Y a-t-il accessoire de films plus cinématographique que le bijou, dans toutes ses formes et dans toutes ses splendeurs ? Et y a-t-il bijou plus probant, plus prégnant, plus intéressant à disséquer que la boucle d’oreille, ou l’anneau ? Une broche à intégrer non pas dans un tissu, mais dans le corps même de qui la possède, une boucle d’oreille est plus qu’une pierre précieuse et la structure qui la soutient : C’est un détail d’apparence qui se mérite en plus de se porter. Une mini-tour de Babel à elle seule, la boucle d’oreille pose le problème des différences sociales entre cultures : Par exemple, quand est-il acceptable de percer les oreilles d’un enfant ? Certains peuples répondent, à partir de trois mois. Et des va-et-vient sur cette problématique, peuvent déboucher les mêmes questions que, mettons, la circoncision, sur les choix qu’un enfant devrait avoir le droit de faire sur son corps, contre la nécessité des perpétuer des traditions et des habitus. Se percer les oreilles n’est pas anodin ! Il s’agit bien d’une modification corporelle, la première que nombre d’individus s’essaient à faire, avant de se diriger, aujourd’hui, vers des piercings et des écarteurs, ou, à d’autres endroits du monde, vers des labrets.

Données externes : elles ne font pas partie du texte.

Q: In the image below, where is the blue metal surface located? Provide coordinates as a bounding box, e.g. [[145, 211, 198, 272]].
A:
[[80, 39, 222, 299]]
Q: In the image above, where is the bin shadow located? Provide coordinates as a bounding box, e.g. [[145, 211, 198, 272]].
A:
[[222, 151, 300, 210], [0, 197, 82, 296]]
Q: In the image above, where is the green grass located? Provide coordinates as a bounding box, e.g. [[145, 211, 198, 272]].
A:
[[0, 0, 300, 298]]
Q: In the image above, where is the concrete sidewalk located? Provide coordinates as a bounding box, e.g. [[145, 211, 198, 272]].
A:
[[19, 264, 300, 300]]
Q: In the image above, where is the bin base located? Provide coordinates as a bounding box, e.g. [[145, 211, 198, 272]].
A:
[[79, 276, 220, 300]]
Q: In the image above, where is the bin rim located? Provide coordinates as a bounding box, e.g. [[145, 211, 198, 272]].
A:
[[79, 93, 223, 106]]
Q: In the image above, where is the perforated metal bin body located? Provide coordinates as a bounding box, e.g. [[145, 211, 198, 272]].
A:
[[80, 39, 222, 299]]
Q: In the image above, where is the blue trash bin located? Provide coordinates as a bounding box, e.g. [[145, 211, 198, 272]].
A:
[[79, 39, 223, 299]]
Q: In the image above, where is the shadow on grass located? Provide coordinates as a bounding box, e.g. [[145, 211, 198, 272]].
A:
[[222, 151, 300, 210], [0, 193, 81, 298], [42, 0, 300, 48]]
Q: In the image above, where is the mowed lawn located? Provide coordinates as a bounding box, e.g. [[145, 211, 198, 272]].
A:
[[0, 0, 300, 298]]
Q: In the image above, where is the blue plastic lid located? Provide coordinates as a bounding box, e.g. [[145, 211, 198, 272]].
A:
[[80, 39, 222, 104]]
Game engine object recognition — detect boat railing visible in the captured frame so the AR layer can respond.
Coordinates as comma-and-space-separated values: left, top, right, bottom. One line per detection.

Dans Les Anneaux d’or, le Colonel Ralph Denistoun (Milland) a les oreilles percées. C’est bien cette modification corporelle, en ceci qu’elle n’est pas dissimulable, qui provoque la curiosité de ses congénères Américains. Ces derniers n’ont pas l’habitude de voir cette caractéristique sur un homme. À l’un d’eux, Denistoun raconte son histoire. Aux suites d’une mission périlleuse d’espionnage en Allemagne nazie, Denistoun a du se cacher et se recueillir auprès d’un groupe tzigane, dont fait partie Lydia (Dietrich). Et c’est bien pour s’intégrer à ce groupe, pour franchir une différence sociale entre sa culture et la leur, qu’il a bien voulu porter des anneaux d’or.
La performance d’une Dietrich grimée, filtrée par un accent à couper au canif, ne sera malheureusement pas la plus riche de cette comédienne. C’est dommage. Au final, Les Anneaux d’or a un aspect assez « BD d’aventure franco-belge » dans sa candeur. Cela a son charme, et ses limites. Le long-métrage a une naïveté qu’ont d’ordinaire des œuvres qui n’ont pas besoin d’impressionner des spectateurs qui ont une grande expérience de la vie. Pourquoi, alors, avoir choisi d’invoquer une sorte de vérisme journalistique, faisant jouer au reporter Quentin Reynolds son propre rôle dans le cadre narratif qui entoure le récit ? En tout cas, le simple n’est pas une couleur que Dietrich porte très bien. « Tu es plus intelligent que moi » dit Lydia, au détour d’une comparaison entre une superstition et une prière. Dietrich trahit quelque peu le personnage : Sa voix est si sage, si bonifiée par les voyages, qu’elle ne peut être aussi sotte qu’elle le dit.